Biz de ayakta her şeye tanık olduk.
O kadar heyecanlı, eğlenceli ve güzeldi ki…
Sonra kahve geldi, diğer yeğenim Lara yüzükleri getirdi. Annem, anneanne olarak yüzükleri taktı, kurdeleyi keserken de…
Aksanlı Türkçesiyle, “Sen kızımızı mutlu etmezsen, benim ne keseceğimi biliyorsun dimi?” dedi.
Kahkaha koptu tabii.
Diyeceğim şu: O gergin, sıkıntılı kız isteme faaliyeti bile, istenirse, herkesin izleyip, tanıklık edilebileceği hoş bir şeye dönüşebiliyormuş. Nasıl kına bir eğlenceye dönüştü, bu da esprili, muzip bir şey olabiliyor…
Tavsiye ederim.
HER ÖNÜNE GELEN SENİ FORMATLAMAK İSTİYOR TÜRKİYE!
DURUM tam da bu.
Resmen toplumu formatlıyorlar.
Alın size yeni Milli Eğitim müfredatı!
Bilmeyen yoktur. Göz göre göre oluyor her şey. İtiraz da ediyoruz ama dinleyen kim. Atatürk’le ilgili konular tırpanlanıyor. Öyle yapmadıklarını iddia ediyorlar ama yapıyorlar. Aynı şekilde evrim teorisine güle güle deniyor. İmam hatip kitabında, “Laiklik, dinden uzaklaştırır” türünde yargılar bulunuyor. Hz.

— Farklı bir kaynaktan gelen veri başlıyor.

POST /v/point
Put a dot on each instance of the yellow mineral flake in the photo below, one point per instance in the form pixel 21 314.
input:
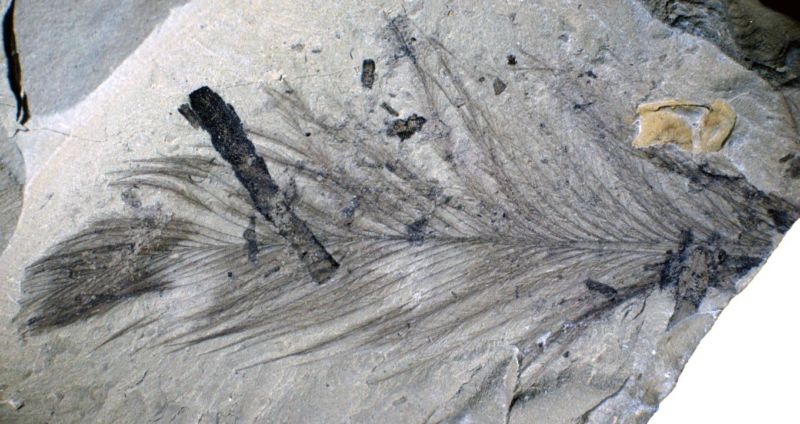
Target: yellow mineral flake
pixel 715 126
pixel 659 124
pixel 662 127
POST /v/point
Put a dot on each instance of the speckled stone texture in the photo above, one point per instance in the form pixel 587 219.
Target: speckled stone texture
pixel 505 254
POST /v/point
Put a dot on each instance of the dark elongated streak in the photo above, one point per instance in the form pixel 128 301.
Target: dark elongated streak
pixel 220 120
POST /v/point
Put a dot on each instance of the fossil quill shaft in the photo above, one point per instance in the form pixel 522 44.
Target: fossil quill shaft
pixel 229 139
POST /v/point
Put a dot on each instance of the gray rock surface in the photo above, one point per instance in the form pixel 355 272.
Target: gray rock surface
pixel 68 49
pixel 504 255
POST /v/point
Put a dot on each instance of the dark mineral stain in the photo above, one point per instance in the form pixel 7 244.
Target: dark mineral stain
pixel 601 288
pixel 250 238
pixel 368 73
pixel 405 128
pixel 190 116
pixel 793 166
pixel 390 110
pixel 499 86
pixel 130 198
pixel 350 210
pixel 14 67
pixel 228 137
pixel 416 231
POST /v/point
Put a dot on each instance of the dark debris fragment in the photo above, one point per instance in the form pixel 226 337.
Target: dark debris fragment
pixel 405 128
pixel 368 73
pixel 499 86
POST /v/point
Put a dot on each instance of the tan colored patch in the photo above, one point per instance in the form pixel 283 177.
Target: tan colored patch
pixel 716 126
pixel 658 126
pixel 662 127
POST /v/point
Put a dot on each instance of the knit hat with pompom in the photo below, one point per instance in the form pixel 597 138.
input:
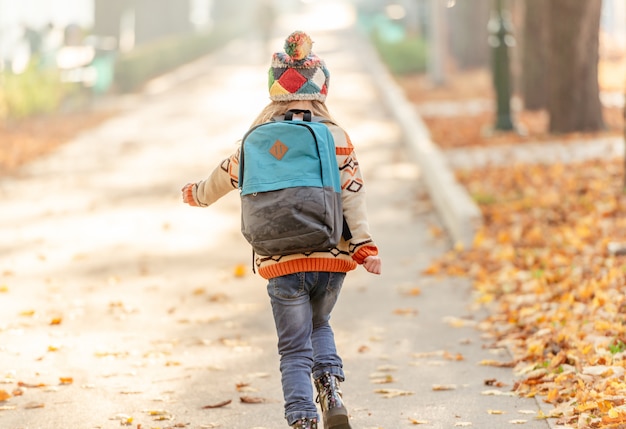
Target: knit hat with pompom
pixel 298 74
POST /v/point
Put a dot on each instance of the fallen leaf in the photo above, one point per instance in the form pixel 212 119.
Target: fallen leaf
pixel 239 270
pixel 31 385
pixel 218 405
pixel 496 393
pixel 443 387
pixel 386 379
pixel 252 400
pixel 405 312
pixel 498 364
pixel 494 382
pixel 393 393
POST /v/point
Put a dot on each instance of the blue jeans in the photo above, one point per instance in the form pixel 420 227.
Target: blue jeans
pixel 302 303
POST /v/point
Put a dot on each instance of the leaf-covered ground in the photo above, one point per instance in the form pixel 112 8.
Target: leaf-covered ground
pixel 28 139
pixel 550 260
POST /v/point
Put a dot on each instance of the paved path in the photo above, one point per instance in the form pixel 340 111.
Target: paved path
pixel 109 284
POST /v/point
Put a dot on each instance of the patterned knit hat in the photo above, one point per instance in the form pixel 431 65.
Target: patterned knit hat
pixel 298 74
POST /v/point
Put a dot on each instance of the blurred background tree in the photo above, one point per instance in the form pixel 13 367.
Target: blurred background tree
pixel 573 45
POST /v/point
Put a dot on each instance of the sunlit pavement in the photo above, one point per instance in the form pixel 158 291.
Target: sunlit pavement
pixel 119 305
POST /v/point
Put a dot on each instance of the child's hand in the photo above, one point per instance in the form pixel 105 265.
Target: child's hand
pixel 373 264
pixel 188 194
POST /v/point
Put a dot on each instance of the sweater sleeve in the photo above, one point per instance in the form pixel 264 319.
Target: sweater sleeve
pixel 353 198
pixel 223 179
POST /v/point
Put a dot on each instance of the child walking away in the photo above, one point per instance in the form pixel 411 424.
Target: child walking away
pixel 279 218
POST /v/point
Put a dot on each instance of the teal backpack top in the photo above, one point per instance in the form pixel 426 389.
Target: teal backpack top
pixel 290 187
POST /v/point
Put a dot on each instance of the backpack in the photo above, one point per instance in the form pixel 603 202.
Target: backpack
pixel 290 188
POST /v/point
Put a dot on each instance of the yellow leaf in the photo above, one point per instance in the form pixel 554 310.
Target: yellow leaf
pixel 442 387
pixel 392 393
pixel 4 395
pixel 240 270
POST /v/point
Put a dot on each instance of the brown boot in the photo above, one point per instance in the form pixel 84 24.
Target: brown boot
pixel 305 424
pixel 329 396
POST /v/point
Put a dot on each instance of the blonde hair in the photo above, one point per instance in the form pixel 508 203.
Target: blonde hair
pixel 278 108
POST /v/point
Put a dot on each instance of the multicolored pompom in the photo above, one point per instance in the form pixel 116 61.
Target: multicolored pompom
pixel 298 45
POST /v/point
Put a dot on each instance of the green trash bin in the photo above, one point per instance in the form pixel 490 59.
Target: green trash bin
pixel 104 65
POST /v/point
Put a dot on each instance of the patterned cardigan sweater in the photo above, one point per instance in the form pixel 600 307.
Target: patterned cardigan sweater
pixel 342 258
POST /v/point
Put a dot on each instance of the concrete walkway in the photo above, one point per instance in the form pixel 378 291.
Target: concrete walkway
pixel 119 305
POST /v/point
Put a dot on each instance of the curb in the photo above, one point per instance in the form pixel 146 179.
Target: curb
pixel 461 216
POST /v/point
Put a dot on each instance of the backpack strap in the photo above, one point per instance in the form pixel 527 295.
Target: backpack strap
pixel 307 114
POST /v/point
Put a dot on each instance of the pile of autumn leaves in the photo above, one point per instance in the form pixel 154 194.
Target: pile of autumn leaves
pixel 546 265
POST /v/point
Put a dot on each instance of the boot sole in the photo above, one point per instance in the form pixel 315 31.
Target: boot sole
pixel 339 421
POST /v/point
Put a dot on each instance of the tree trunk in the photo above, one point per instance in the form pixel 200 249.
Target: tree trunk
pixel 534 82
pixel 468 33
pixel 573 90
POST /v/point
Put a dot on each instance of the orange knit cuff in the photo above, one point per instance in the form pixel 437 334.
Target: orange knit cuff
pixel 364 252
pixel 189 195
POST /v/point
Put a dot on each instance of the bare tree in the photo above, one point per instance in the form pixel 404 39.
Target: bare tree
pixel 573 46
pixel 534 79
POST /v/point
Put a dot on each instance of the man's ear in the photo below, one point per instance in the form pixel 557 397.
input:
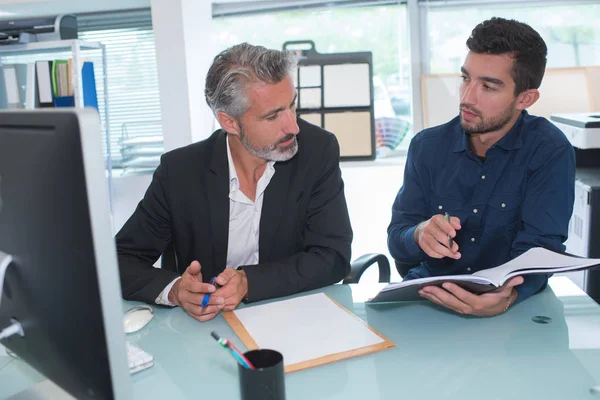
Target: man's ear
pixel 527 98
pixel 228 123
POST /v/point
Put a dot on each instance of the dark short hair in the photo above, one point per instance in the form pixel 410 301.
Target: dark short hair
pixel 521 41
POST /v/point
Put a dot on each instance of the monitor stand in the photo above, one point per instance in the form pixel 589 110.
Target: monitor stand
pixel 45 390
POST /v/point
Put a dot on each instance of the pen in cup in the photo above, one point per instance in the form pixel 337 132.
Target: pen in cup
pixel 447 218
pixel 206 297
pixel 227 345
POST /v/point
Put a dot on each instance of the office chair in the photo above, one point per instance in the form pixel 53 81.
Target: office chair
pixel 357 267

Muhammed’in hayatını anlatan ders kitabında, “İslam erkeğin üstlendiği mesuliyetlere karşılık, kadının da kocasına itaat etmesini istemiş ve bu itaati ibadet saymıştır!” deniyor.
Şurası çok açık ki, bir anlayışın ideolojisi genç beyinlere yerleştirilmek isteniyor.
Sosyal medyada yazdığına göre, 4’üncü sınıf ders kitabında, “Erkeğin okumuşu kadı, kadının okumuşu cadı!” olurmuş gibi bir ibare varmış.
İnsanın içinden “Yuh!” demek geçiyor.
Ama yeterli mi bilmiyorum.
Bence çok endişe verici ve bir nesil böyle yetişiyor.
SIKILDIM
– ÖNÜNE gelen herkesin, kadın-erkek meselesi üzerine ahkâm kesmesinden sıkıldım.
– Artık her şeyin din referanslı olmasından sıkıldım.
– İnsanı dinden soğutmalarından sıkıldım.
– Erkeklerin kirli sakalla ve sakalla dolaşmasından sıkıldım.
– Cuma günleri yalakalık olsun diye dini referanslı paylaşımların altının çizilmesinden sıkıldım.
– Biz Akdeniz ülkesiyiz. Her yerde sadece Ortadoğulu turist görmekten sıkıldım.
– Esas olarak da bir Ortadoğu ülkesi gibi algılanmaktan sıkıldım.